Doch nicht alle sind optimistisch. Selbst nicht alle Kunden in Al-Samirs Imbiss. Lara Koegs etwa ist skeptisch. Sie kommt zwar auch mit ihrer eigenen Plastikdose. Doch sie glaubt nicht, dass die Steuer viele überzeugen kann. "Die, die sich nicht um die Umwelt kümmern, die zahlen halt die Steuer. Ich glaube nicht, dass das wirklich viel bringt", befürchtet sie.
Überschreitet die Stadt ihre Kompetenzen?
Und es gibt Gegenwind von Deutschlands größtem Fast-Food-Anbieter McDonald’s. Das örtliche Restaurant klagt vor dem Verwaltungsgerichtshof Mannheim gegen das Tübinger System. Es zweifelt an, dass die Stadt tatsächlich berechtigt ist, die Steuer zu erheben.
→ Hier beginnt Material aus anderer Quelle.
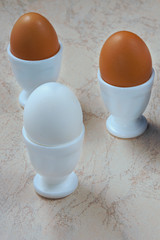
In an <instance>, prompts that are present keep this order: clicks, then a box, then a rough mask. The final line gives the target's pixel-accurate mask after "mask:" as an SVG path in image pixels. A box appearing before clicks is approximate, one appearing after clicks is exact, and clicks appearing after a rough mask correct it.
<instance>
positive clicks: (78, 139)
mask: <svg viewBox="0 0 160 240" xmlns="http://www.w3.org/2000/svg"><path fill="white" fill-rule="evenodd" d="M84 134H85V126H84V124H83V127H82V131H81V133H80V135H79V136H78V137H76V138H75V139H74V140H72V141H69V142H67V143H64V144H60V145H57V146H53V147H52V146H46V145H41V144H38V143H35V142H32V141H31V140H30V139H29V138H28V136H27V133H26V130H25V128H24V127H23V128H22V135H23V137H24V139H25V140H26V141H27V142H28V143H29V144H30V145H33V146H34V147H38V148H42V149H44V148H45V149H49V150H60V149H64V148H68V147H70V146H71V145H74V144H77V142H79V141H80V140H81V139H82V138H83V137H84Z"/></svg>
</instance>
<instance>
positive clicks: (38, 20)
mask: <svg viewBox="0 0 160 240" xmlns="http://www.w3.org/2000/svg"><path fill="white" fill-rule="evenodd" d="M59 48H60V46H59V42H58V37H57V34H56V32H55V30H54V28H53V26H52V25H51V23H50V22H49V21H48V20H47V19H46V18H45V17H43V16H42V15H40V14H38V13H34V12H30V13H26V14H24V15H22V16H21V17H20V18H19V19H18V20H17V22H16V23H15V24H14V26H13V29H12V32H11V36H10V51H11V53H12V54H13V55H14V56H15V57H17V58H20V59H24V60H30V61H33V60H42V59H46V58H50V57H52V56H54V55H55V54H56V53H57V52H58V50H59Z"/></svg>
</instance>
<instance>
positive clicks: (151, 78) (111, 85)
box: [97, 68, 155, 91]
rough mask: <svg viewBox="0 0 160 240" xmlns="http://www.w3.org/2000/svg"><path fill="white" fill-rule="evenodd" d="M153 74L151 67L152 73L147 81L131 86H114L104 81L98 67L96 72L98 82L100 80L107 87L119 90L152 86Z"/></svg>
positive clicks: (99, 70) (153, 73)
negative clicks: (120, 86) (132, 86)
mask: <svg viewBox="0 0 160 240" xmlns="http://www.w3.org/2000/svg"><path fill="white" fill-rule="evenodd" d="M154 76H155V70H154V69H153V68H152V73H151V76H150V78H149V79H148V81H146V82H144V83H142V84H140V85H137V86H133V87H117V86H114V85H111V84H109V83H107V82H105V81H104V80H103V79H102V77H101V74H100V69H99V68H98V73H97V77H98V80H99V82H101V83H102V84H103V85H106V86H107V87H110V88H113V89H117V90H120V91H132V90H136V89H137V90H139V89H140V88H144V87H148V86H152V84H153V80H154Z"/></svg>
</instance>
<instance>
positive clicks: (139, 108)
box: [98, 69, 155, 138]
mask: <svg viewBox="0 0 160 240" xmlns="http://www.w3.org/2000/svg"><path fill="white" fill-rule="evenodd" d="M154 76H155V72H154V70H153V69H152V74H151V77H150V79H149V80H148V81H147V82H145V83H143V84H141V85H138V86H135V87H116V86H113V85H110V84H108V83H106V82H105V81H104V80H103V79H102V78H101V75H100V71H99V70H98V80H99V85H100V90H101V96H102V99H103V101H104V104H105V106H106V108H107V109H108V111H109V112H110V114H111V115H110V116H109V117H108V119H107V121H106V127H107V129H108V131H109V132H110V133H111V134H112V135H114V136H116V137H119V138H134V137H137V136H139V135H141V134H142V133H143V132H144V131H145V130H146V128H147V120H146V118H145V117H144V116H142V114H143V112H144V111H145V109H146V107H147V105H148V102H149V99H150V95H151V89H152V85H153V80H154Z"/></svg>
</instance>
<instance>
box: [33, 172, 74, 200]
mask: <svg viewBox="0 0 160 240" xmlns="http://www.w3.org/2000/svg"><path fill="white" fill-rule="evenodd" d="M33 184H34V188H35V191H36V192H37V193H38V194H39V195H41V196H43V197H46V198H51V199H57V198H63V197H66V196H68V195H70V194H71V193H73V192H74V191H75V189H76V188H77V186H78V178H77V175H76V174H75V173H74V172H72V173H71V174H69V175H68V176H67V177H65V179H63V180H59V181H57V182H56V183H54V182H52V181H51V179H46V178H44V177H43V176H41V175H39V174H36V176H35V177H34V181H33Z"/></svg>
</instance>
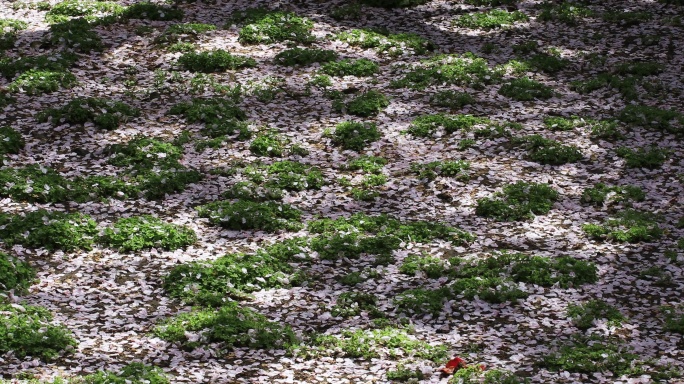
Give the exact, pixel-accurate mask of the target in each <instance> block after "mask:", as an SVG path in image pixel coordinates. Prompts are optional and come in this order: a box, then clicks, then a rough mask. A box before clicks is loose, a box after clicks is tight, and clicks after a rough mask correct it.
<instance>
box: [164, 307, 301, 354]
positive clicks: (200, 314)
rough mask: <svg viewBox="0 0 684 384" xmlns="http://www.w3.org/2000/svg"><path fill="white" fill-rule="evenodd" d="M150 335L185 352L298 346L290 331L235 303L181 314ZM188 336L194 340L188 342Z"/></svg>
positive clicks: (293, 337)
mask: <svg viewBox="0 0 684 384" xmlns="http://www.w3.org/2000/svg"><path fill="white" fill-rule="evenodd" d="M153 332H154V335H155V336H157V337H159V338H161V339H163V340H166V341H169V342H173V343H178V344H180V345H181V346H183V347H184V348H188V349H194V348H196V347H199V346H201V345H206V344H210V343H220V344H221V349H227V350H230V349H233V348H240V347H247V348H253V349H276V348H279V349H283V348H287V347H290V346H292V345H295V344H298V342H299V340H298V339H297V336H296V335H295V334H294V332H293V331H292V329H291V328H290V327H288V326H283V325H280V324H279V323H276V322H272V321H269V320H268V319H267V318H266V317H265V316H263V315H262V314H260V313H258V312H256V311H254V310H253V309H250V308H246V307H243V306H241V305H240V304H238V303H236V302H227V303H225V304H223V306H222V307H220V308H218V309H198V310H193V311H192V312H187V313H182V314H180V315H177V316H175V317H172V318H170V319H168V320H166V321H164V322H162V323H160V324H159V325H157V326H156V327H155V328H154V331H153ZM189 336H195V337H193V339H192V340H191V339H190V338H189ZM195 338H196V340H195Z"/></svg>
Gleichzeitig aber plant McDonald’s in Deutschland ein eigenes Mehrweg-System einzuführen und hat nun mitten im Streit mit Palmer angekündigt, es auch im Tübinger Restaurant testen zu wollen. Auf so verpackte Produkte fiele dann keine Steuer an.
"Mithilfe der neuen Mehrwegoption und der Unterstützung unserer Gäste ist es uns nun möglich, unsere Stadt noch ein Stück nachhaltiger zu machen", erklärt die Franchisenehmerin des Restaurants, Susanne Heppert. "McDonald’s kann sich nicht entscheiden, ob es grün sein will oder Dinosaurier-Positionen vertreten", sagt dazu Boris Palmer. Prinzipiell habe er nichts gegen McDonald’s. "Die können hier gerne noch ein zweites Restaurant aufmachen." Der Mehrweg-Test des Unternehmens beschränke sich zwar auf Getränkebecher und Desserts, dennoch freue er sich darüber, so Palmer. Jeder Schritt in diese Richtung sei zu begrüßen.
Dennoch wird der Streit im März wohl vor Gericht gehen. Palmer rechnet nicht damit, dass seine Steuer dort gekippt wird. Und bis dahin laufe ohnehin alles weiter wie geplant.